Jako że mój przewodnik strasznie się spocił, w podzięce za jego dobroć, zakupiłem w owym sklepie zimnego, prosto z lodówki „Żubra”. Mam nadzieję, że pan wypił moje zdrowie. O czym się nie przekonałem, gdyż wracać musiałem do żony, która czekała na mnie u znajomych.

Resztki murów, krzaki i komary, Marcin_Henioo
Resztki murów, krzaki i komary, Marcin_Henioo

Ja gamoń, dopiero po przyjeździe do domu, dowiedziałem się, że ów sklep znajduje się w budynku, który stanowi skromny dwór klasycystyczny, wzniesiony w poł. XIX w., częściowo przebudowany na przełomie XIX i XX w. Oczywiście zdjęć tego „dworku” nie zrobiłem. Tak to jest, jak się nie czyta, gdzie się jedzie, i idzie się na żywioł. No i będę musiał tam wrócić.

Kilka słów jeszcze o zamku i samym Lipienku, bo myślę że warto. Gród istniał już tutaj podobno w XI w. na półwyspie jeziora; po objęciu Ziemi Chełmińskiej przez Krzyżaków zbudowali oni na tym miejscu swoją siedzibę, jednak została ona zburzona przez Jaćwingów - w czasie powstania plemion pruskich przeciw Krzyżakom w 1263 r.

Resztki murów, krzaki i komary, Marcin_Henioo
Piwnica wewnątrz - smutny widok pustej skrzynki, na dobicie, Marcin_Henioo
Wejście do piwnicy, Marcin_Henioo

Zamek krzyżacki wzniesiono w 1. ćw. XIV w., został zbudowany głównie w cegle. W latach 1325-1453 zamek był siedzibą wójta krzyżackiego, podległego bezpośrednio wielkiemu mistrzowi w Malborku. W 1410 r. zajęty częściowo przez Polaków. W 1411 r. do zamku został zaproszony przez ówczesnego wójta niejaki Mikołaj z Ryńska, chorąży ziemi chełmińskiej. Podczas uczty został podstępnie uwięziony, a następnie dostarczony do zamku w Grudziądzu, gdzie po kilku dniach bez sądu został ścięty na rynku. W za­mian za pomoc w schwytaniu Mikołaja, wójt Heinrich Hold awansował, zostając w tym samym roku komturem na zamku w Radzyniu Chełmińskim (odsyłam do mojej wycieczki z ub. roku). Takie to były czasy.

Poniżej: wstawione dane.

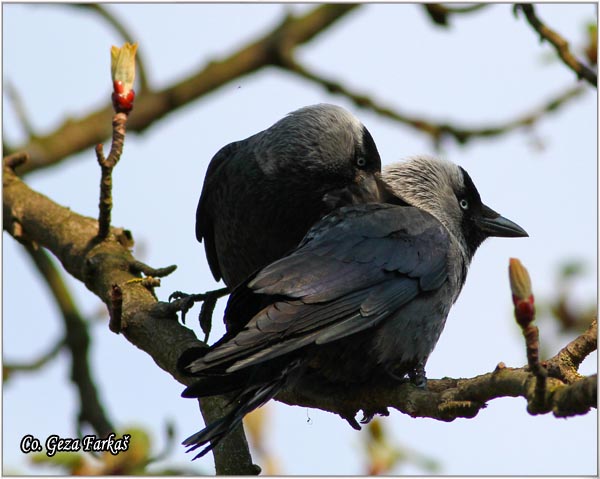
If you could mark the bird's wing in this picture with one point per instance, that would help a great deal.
(214, 180)
(355, 268)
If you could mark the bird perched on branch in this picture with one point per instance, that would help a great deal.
(262, 194)
(362, 300)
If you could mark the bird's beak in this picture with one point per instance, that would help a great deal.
(493, 224)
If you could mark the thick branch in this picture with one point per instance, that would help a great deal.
(76, 135)
(560, 45)
(149, 325)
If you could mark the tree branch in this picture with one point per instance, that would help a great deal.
(8, 368)
(559, 43)
(76, 135)
(77, 340)
(440, 14)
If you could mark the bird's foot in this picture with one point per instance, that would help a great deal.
(183, 302)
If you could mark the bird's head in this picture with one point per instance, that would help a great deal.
(323, 145)
(446, 191)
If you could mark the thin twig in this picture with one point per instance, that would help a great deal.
(559, 43)
(125, 35)
(566, 363)
(139, 267)
(16, 159)
(440, 13)
(10, 368)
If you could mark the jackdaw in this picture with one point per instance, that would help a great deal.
(362, 300)
(262, 194)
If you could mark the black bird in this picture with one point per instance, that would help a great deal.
(262, 194)
(363, 299)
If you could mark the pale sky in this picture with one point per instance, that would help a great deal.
(488, 67)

Zamek najprawdopodobniej składał się z dwóch części: przedzamcza (znajdowały się tu budynki gospodarcze dużych rozmiarów stodoły, obory, kuźnie, browar i gorzelnia) oraz zamku właściwego, otoczonego murem. Budynek zamkowy zbudowany był z kamieni i cegieł, jego długość wynosiła 39 metrów, szerokość 33 metry, a wysokość 12 metrów. W północno - wschodnim narożniku była ośmioboczna baszta o wysokości 23 metrów, w środku znajdował się dziedziniec, otoczony od południa i zachodu murowanymi, dwukondygnacyjnymi krużgankami.

A to taki sobie bocian chodził po polu, jak wracałem, Marcin_Henioo
A to taki sobie bocian chodził po polu, jak wracałem, Marcin_Henioo

W 1454 r. zamek opanowany przez oddziały Związku Pruskiego. W czasie wojny 13-letniej częściowo zniszczony. Od II pokoju toruńskiego w 1466 r. do I rozbioru Polski przechodził z rąk do rąk, po czym w 1772 r. zaczęła się niestety jego rozbiórka aż do końca XIX w., zaś cegły i kamienie posłużyły za materiał budowlany. Bezprawna rozbiórka murów odbywała się jeszcze później, aż do lat 60-tych XX wieku, po czym praktycznie nie było już czego rozbierać.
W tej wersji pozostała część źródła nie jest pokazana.